Posted: 8/3/2005 7:11:41 AM EDT
[#13]
Officer who stopped robbery had recently returned to duty
Wednesday, August 3, 2005 By Lori Monsewicz Repository staff writer CANTON — The policeman who shot a suspect during a foiled bank robbery try Monday is the same officer fired last year amid claims he lied about a bar fight.
Officer Greg Gilmore had been back on the job only about two months when investigators say he confronted two men planning to rob the National City Bank branch at 3409 Cleveland Ave. NW.
The suspect Gilmore shot — Daniel J. Ivery, 26, of Akron — remained hospitalized with injuries that police said were not life-threatening. Ivery is at Aultman Hospital. His condition was not available Tuesday afternoon.
A second suspect got away by hijacking a car and is being sought, said Chief Dean McKimm.
Gilmore, a five-year veteran, was off-duty, working as bank security when police said two men wearing masks started coming toward the bank.
“He had the presence of mind to be monitoring the radio traffic, and he heard a call go out in reference to a stolen van,” McKimm said.
“He spotted the van coming up Cleveland Avenue while he was in the bank, and he noticed it turned off into the bank parking lot. That’s when he went out back to investigate and confronted the would-be robbers coming out of the stolen vehicle.”
The minivan was stolen from a 19-year-old woman at a nearby cemetery, McKimm said.
According to police, two men with masks climbed out of the van and walked toward the bank’s rear entrance. When Gilmore confronted them, one ran. The other man refused an order to get down and began fumbling for something, at which time he was shot twice. One bullet hit him in the abdomen, police said.
McKimm said Tuesday that Gilmore fired five times. One shot knocked a gun from the suspect’s hand, police have said.
“If the other guys got a shot off, we don’t know yet,” he said.
Police continued to look Tuesday for the man who got away.
“I’m very hopeful that the investigation is going to lead to the identity of the second suspect in quick order,” McKimm said.
An aggravated robbery charge was filed Monday against Ivery, court records show.
The Ohio Department of Rehabilitation and Correction Web site shows Ivery was released from the Warren Correctional Institution in November.
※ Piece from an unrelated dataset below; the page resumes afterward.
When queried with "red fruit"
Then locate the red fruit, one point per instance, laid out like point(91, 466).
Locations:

He had been in prison since August 1996 for felonious assault and aggravated robbery in Summit County.
Gilmore won back his job late in May when an arbitrator said the city lacked proof for firing him. The city had to pay him $50,000 in back pay, plus benefits, without loss of seniority.
Gilmore has been put on paid administrative leave for three days as the investigators and detectives probe Monday’s shooting. That is city policy when deadly force is used and someone is injured, the chief said.
“We anticipate his return on Thursday,” McKimm said.
Gilmore was fired last year after an Internal Affairs investigation of a Dec. 19, 2003, fight at Bocassio’s Sports Bar, 2535 Fulton Rd. NW, involving Officer Anthony Jackson and a drunken patron.
A cruiser videotape shows Gilmore following Jackson from the bar after the fight. Investigators believed Jackson then assaulted the handcuffed man in a police cruiser.
Gilmore, who is seen following Jackson from the bar by only seconds, told investigators he never saw an assault. The city accused him of violating the department’s truthfulness rule and fired him in July 2004.
An arbitrator believed Gilmore’s explanation, that he had instead headed off to find their supervisor in hopes of preventing the assault.